Stronachs Niederösterreich-Truppe fordert halbe Million Euro

Ein knappes halbes Jahr nach der geschlagenen Landtagswahl in Niederösterreich regen sich beim blau-gelben Team Stronach finanzielle Begehrlichkeiten. Rund eine halbe Million Euro möchte die Landespartei, geführt von der ehemaligen BZÖlerin Elisabeth Kaufmann-Bruckberger und dem Ex-ÖVPler Ernest Gabmann junior, nun vom Land Niederösterreich als Wahlkampfkostenrückerstattung.
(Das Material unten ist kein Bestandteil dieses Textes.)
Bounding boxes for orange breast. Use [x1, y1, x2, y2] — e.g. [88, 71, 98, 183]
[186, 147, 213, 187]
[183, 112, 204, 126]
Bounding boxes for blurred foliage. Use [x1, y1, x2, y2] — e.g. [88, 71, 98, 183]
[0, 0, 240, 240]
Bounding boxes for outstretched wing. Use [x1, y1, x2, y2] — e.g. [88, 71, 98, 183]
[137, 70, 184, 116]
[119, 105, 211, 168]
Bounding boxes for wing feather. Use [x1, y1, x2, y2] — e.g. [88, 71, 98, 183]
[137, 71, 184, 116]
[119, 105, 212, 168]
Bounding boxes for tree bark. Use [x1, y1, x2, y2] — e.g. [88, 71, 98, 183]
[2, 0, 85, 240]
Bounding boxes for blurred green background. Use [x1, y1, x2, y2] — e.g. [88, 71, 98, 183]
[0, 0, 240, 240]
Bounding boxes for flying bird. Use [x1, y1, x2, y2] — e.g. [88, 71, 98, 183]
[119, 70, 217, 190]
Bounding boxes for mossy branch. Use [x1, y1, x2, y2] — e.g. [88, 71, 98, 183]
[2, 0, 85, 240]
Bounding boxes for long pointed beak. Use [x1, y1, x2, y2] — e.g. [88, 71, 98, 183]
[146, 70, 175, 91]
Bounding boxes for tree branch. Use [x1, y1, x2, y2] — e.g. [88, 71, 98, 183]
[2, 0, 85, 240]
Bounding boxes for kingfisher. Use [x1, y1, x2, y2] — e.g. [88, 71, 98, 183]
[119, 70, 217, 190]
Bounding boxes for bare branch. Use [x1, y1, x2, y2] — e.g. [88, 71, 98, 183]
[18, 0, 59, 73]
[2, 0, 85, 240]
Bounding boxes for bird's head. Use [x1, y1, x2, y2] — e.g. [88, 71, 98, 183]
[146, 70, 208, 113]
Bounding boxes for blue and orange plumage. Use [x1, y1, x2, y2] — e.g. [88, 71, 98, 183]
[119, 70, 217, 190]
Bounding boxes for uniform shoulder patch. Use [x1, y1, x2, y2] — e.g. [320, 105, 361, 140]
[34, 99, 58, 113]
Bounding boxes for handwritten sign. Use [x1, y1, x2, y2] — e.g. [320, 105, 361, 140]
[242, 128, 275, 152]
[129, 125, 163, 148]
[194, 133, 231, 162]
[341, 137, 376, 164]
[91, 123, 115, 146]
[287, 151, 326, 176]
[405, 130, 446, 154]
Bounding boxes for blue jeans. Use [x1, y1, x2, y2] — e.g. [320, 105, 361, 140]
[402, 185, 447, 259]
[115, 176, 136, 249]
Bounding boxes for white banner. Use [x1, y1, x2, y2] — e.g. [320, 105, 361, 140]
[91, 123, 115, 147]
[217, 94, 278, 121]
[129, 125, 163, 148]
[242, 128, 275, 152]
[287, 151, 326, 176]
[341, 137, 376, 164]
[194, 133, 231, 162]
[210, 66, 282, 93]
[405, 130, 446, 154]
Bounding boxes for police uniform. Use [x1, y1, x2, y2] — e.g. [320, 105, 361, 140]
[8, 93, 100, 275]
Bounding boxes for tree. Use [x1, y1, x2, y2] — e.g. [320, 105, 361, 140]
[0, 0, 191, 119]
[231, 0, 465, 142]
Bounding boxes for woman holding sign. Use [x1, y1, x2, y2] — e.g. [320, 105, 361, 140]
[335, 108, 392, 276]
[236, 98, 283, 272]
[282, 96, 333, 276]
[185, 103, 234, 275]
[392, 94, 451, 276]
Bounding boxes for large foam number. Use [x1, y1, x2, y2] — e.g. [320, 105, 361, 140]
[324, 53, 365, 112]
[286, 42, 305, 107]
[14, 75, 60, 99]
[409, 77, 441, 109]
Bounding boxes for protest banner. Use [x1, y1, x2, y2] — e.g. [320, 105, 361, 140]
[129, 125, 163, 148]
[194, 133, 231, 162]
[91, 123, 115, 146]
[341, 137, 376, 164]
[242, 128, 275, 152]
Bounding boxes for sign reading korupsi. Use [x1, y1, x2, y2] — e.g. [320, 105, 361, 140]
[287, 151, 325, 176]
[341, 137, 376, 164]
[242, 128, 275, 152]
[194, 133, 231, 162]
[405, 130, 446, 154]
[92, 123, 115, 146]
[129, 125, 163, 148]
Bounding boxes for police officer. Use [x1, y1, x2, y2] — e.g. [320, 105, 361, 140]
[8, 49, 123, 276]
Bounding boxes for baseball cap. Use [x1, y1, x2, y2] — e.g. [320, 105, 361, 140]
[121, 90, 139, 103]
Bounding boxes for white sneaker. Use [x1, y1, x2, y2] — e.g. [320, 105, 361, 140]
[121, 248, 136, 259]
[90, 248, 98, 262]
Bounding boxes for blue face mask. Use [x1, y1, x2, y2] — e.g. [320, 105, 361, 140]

Die anderen politischen Parteien im niederösterreichischen Landtag geben sich über dieses Ansinnen allerdings fassungslos. Denn für Parteien, die im Landtag sitzen, gibt es keine Wahlkampfkostenrückerstattung, sondern lediglich eine allgemeine jährliche Parteienförderung. Lediglich jene Gruppierungen, die es nicht zu Landtagsmandaten geschafft haben, erhalten diese Kostenrückerstattung nach der geschlagenen Wahl.

FPÖ sieht Team Stronach als Ausbeuter-Partei

Der geschäftsführende Klubobmann der FPÖ-Niederösterreich, Gottfried Waldhäusl, bringt die von allen anderen niederösterreichischen Parteien geäußerte Kritik an der Vorgangsweise des niederösterreichischen Team Stronach auf den Punkt:

Jetzt hat die Stronach-Partie ihr wahres Gesicht gezeigt, es geht den Franks einzig und alleine darum, einen Profit für sich herauszuholen, die Bürger sind ihnen völlig egal. Während Onkel Frank auf seinen Wahlkampftouren das Geld nur so beim Fenster rauswirft, holt es sich sein Team vom Steuerzahler wieder zurück. In den vielen Jahren meiner politischen Tätigkeit ist mir so ein Fall von Unverschämtheit noch nicht untergekommen. Einen Milliardär als Obmann zu haben und dann schamlos das Geld der Bürger einzustecken, ist abscheulich und verachtenswert.